The city’s current project, branded Draw The Lines, is therefore the first proper effort to rationally delineate wards for Toronto (not counting the earlier attempt scuttled by Harris).

In Thistletown’s multi-purpose room, the floor adorned with hopscotch lines, the consultation focuses on the city’s western quadrant and what might be done to keep its wards at a roughly even population through the next four elections. 

Consultant Beate Bowron goes through the Etobicoke York district one ward at a time. “Are there any issues regarding the boundaries of Ward 1?” she asks, adding, “And if there aren’t any, that’s okay.”

Sitting at the back, the ward’s councillor, Vincent Crisanti, suddenly tunes in and asks her to repeat the question. She does, and he replies with self-conscious curtness: “No. Ward 1 is good. Thank you.”

He has a point. Ringed by the Humber River on the south and east and by the city limits on the north and west, there’s not much that could be done. Although voter parity is the foremost consideration in drawing electoral boundaries, a 1991 Supreme Court decision stated that factors such as — but not limited to —  “geography, community history, community interests, and minority representation” may also need to be taken into account. That is, in Canada the concept of “effective representation” outweighs the importance of absolute parity, such that it’s okay (and perhaps even desirable) to group people within a single district just because they share the same side of a river.

“Every time you draw a boundary, as you’re researching, you have to say, ‘Which communities have been split? Can you do that?’” explains Gary Davidson, another consultant leading the project.

Bowron says they won’t make the “same mistakes” as the recent federal redistribution whose new boundaries cut through neighbourhoods like St. Lawrence and Chinatown.

Part of it is about keeping neighbourhoods and other coherent cultural groups intact.
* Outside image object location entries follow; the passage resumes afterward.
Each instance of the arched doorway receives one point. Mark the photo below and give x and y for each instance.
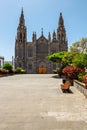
(42, 68)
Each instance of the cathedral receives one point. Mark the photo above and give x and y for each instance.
(31, 56)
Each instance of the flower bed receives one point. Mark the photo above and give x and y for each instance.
(81, 87)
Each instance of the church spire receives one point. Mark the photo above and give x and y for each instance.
(22, 20)
(61, 34)
(61, 21)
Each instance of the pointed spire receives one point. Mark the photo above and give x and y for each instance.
(54, 36)
(61, 22)
(22, 21)
(49, 37)
(42, 31)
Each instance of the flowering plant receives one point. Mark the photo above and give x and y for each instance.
(4, 71)
(71, 71)
(85, 80)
But part of it is also about councillors’ capacity to represent their constituents, a rather more subjective concept. 

Because the courts have said that effective representation involves making sure politicians are able fulfill their “ombudsman” function (i.e., solving issues for constituents), a councillor’s anticipated workload is another factor being considered by the project team. A ward with an influx of development applications could be allowed to have fewer residents, for example, not just because of coming growth but because the councillor’s time would be sucked up handling those projects.

And this leads in to what will surely be the most contentious element of any eventual proposal: the number of wards, and consequently the number of councillors, that it will take to effectively represent the residents of a growing city. 
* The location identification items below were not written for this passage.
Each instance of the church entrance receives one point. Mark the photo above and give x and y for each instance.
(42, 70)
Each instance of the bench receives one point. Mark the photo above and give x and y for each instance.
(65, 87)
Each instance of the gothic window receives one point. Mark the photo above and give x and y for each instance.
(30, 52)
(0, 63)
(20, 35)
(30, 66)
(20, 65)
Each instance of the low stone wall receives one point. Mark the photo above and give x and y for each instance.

WardPopulationProjections.jpg

Toronto Ward Boundary Review

Ward population projections.

The average ward population was estimated to be just under 61,000 last year, going up to almost 74,000 by 2031. Consultation participants and those taking the web survey are asked what they think the population of a ward should be in order for a councillor to effectively represent it, as well as how many wards are necessary.

Out of an abundance of caution, however, council didn’t include any directions to that effect in the consultants’ mandate. Because any new ward structure is subject to an appeal to the Ontario Municipal Board, council would’ve left itself vulnerable had it appeared to be prejudging the outcome.

“We have not been told anything,” says Bowron, in response to a question from a meeting participant. “We have not been told even that we have the ability to increase or decrease or something. We are supposed to look at this completely objectively from the outside. So there haven’t been any instructions.”

Once the consultations wrap up later this month, the project team will hunker down and develop a series of options on which they’ll solicit feedback, including at a second round of meetings this fall. The final report, to include “a specific recommendation,” will go before council in early 2016, with a view to implementing the changes as of the 2018 election.

Asked how many or how broad a range of options they expect to present, Bowron says, “We honestly don’t know. We haven’t got a clue yet.”

At this point, the future of council remains open to suggestions.